The last time Joplin recorded weather this blistering was during the heat wave of July 1954, when, for more than a week, temperatures ranged from 109 to as high as 115. The latter is the all-time high for the city.

According to the National Weather Service, the average temperature in July this year in Joplin was 87.7 degrees, 7.8 degrees above the normal of 79.9. It was the third hottest July ever recorded in Joplin.



OTHER HEAT DEATHS

The number of confirmed heat-related deaths in the Midwest continues to climb.

Oklahoma has reported 12 heat-related deaths, with autopsies pending on 10 other people suspected of dying because of the heat, according to the state medical examiner’s office.

The Oklahoma Climatological Survey said Monday that July was the hottest month on record in Oklahoma. The survey said the average temperature in the state during the month was 89.1 degrees, breaking the record of 88.1 degrees set in July 1954.
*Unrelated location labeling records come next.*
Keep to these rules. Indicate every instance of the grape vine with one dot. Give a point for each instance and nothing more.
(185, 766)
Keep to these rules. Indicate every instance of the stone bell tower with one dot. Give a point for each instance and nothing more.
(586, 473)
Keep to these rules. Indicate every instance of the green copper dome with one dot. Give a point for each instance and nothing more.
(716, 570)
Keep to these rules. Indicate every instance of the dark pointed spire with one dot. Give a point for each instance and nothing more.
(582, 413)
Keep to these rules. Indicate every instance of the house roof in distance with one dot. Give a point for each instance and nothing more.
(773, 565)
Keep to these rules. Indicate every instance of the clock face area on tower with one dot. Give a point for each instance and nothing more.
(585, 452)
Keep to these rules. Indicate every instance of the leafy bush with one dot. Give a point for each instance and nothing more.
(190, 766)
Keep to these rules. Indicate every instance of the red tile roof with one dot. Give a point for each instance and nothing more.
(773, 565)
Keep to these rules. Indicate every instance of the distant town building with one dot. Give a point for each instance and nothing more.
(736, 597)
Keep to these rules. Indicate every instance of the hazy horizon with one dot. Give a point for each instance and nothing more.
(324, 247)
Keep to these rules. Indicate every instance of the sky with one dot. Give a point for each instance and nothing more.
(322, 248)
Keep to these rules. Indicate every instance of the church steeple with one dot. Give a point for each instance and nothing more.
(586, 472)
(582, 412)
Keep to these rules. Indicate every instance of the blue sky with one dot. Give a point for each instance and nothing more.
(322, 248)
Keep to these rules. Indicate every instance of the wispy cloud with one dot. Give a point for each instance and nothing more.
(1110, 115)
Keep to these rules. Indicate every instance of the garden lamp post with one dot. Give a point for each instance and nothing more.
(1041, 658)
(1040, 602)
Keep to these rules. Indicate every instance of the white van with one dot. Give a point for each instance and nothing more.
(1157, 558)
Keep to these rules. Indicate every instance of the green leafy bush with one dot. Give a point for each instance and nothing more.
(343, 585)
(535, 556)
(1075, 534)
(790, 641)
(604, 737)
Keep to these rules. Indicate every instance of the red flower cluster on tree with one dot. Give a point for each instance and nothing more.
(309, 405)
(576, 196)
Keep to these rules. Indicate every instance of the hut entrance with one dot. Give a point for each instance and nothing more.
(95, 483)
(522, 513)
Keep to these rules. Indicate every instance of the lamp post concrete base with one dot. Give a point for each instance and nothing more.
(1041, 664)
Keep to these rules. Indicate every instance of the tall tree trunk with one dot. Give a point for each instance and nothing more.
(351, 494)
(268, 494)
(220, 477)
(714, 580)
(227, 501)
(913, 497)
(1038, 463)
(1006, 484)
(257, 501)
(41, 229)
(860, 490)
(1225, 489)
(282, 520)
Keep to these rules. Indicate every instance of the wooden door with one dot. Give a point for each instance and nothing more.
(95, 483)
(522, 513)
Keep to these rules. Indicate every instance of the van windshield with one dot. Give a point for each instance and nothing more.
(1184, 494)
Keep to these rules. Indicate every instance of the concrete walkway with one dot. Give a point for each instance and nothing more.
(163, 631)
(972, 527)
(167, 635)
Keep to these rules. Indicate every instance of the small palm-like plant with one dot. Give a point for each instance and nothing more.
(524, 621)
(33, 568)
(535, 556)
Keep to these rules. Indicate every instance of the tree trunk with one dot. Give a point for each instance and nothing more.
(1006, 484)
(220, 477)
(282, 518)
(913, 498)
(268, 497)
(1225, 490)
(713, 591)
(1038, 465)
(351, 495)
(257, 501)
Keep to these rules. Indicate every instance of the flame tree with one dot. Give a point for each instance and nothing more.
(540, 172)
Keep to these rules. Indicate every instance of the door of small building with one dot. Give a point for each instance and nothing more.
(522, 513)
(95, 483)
The Missouri Department of Health and Senior Services reported Tuesday that there have been 11 confirmed heat-related deaths in the state since May 1, with 10 of those in Kansas City and St. Louis, and one in a rural area that state officials did not identify. The agency said an additional 24 deaths are suspected to be heat-related. Health officials said there have been 1,362 heat-related visits to emergency rooms.

There have been three confirmed heat-related deaths in Kansas, said Jonathan Larance, spokesman for the Kansas Department of Health and Environment. He said the most recent death was on July 23.





Heat factor



JASPER COUNTY CORONER ROB CHAPPEL said he intends to list heat as a contributing factor in the homeless man’s death. He said the man suffered failure of multiple organs, with the underlying cause being dehydration because of the heat and alcoholism.